Danger ! Balladur et Sarkozy : leur réforme n’est pas la bonne !

Danger ! Balladur et Sarkozy : leur réforme n’est pas la bonne !

Réforme des collectivités territoriales

Danger ! Balladur et Sarkozy : leur réforme n’est pas la bonne !

Réunis sous l’égide du Cidèfe pour débattre du projet de réforme des collectivités territoriales, 47 élus de Seine-maritime ont pu exprimer leurs différentes approches sur ce sujet. Tous ont exprimé la même volonté de ne pas se contenter de dire « Non » mais de faire connaître nos propositions visant à renforcer la démocratie en plaçant le citoyen au cœur et en donnant aux collectivités les moyens de leurs missions.

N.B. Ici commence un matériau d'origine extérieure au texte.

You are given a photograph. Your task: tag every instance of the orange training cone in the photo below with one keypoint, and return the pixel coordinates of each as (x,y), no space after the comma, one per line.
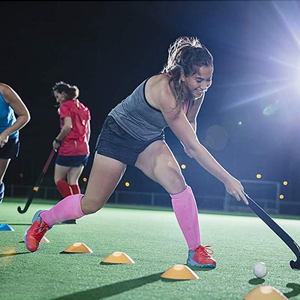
(180,272)
(265,292)
(118,258)
(45,240)
(78,248)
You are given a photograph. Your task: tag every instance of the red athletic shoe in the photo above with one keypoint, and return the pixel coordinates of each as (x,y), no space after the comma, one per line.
(200,257)
(35,233)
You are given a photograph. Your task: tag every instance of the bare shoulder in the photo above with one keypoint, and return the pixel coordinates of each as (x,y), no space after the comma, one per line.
(158,92)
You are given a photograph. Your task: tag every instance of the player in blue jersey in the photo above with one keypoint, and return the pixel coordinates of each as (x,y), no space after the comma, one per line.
(10,106)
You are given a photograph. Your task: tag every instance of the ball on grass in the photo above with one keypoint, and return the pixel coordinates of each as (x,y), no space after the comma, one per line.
(260,269)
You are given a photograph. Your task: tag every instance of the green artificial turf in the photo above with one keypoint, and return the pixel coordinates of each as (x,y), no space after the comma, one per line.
(152,238)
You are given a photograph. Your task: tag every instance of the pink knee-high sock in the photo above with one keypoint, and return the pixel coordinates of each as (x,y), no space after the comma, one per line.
(186,211)
(67,209)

réformeL’importance du sujet méritait bien une réunion exceptionnelle. Chacun a ainsi pu exprimer son point de vue au sujet des conclusions du rapport de la commission Balladur concernant le devenir des collectivités territoriales.

Si la presse s’est focalisée sur l’éclatement de notre voisine picarde et si tout un chacun a relevé que l’ancien premier ministre verrait d’un très bon œil la fusion des deux Normandie, les conséquences pour les administrés ont en revanche rarement été placées sous les feux de la rampe.

La mort annoncée des départements au profit de « métropoles élargies » et la redistribution des compétences associées à la suppression de la taxe professionnelle auraient une double conséquence : éloigner encore plus les centres de décision de nos concitoyens et réduire le rôle des maires, particulièrement dans les petites communes, à l’inauguration des chrysanthèmes.

Face à ce ras de marée annoncé, les élus communistes et républicains du département entendent bien jouer leur rôle : celui de la défense de leurs administrés qui, pour beaucoup, risquent de céder au chant des sirènes, une rengaine qui consisterait à faire croire qu’en supprimant une strate des collectivités territoriales, les économies réalisées pourraient profiter à tous.

Pour autant, ils n’ont pas l’intention de camper sur des positions passéistes, loin s’en faut. Tous étaient unanimes au terme de cette réunion et Daniel Paul résumait l’esprit qui animait cette rencontre : «On ne peut pas se contenter de dire Non. Veillons à ne pas nous retrouver dans la position de ceux qui font que rien ne bouge».

En un mot, il ne s’agit pas de lutter contre les évolutions, mais au contraire d’être à l’origine de celles qui seront synonymes de progrès pour tous.

Légende de la photo : 47 élus ont « planché » sur le rapport Balladur le samedi 7 mars à Grand-Couronne.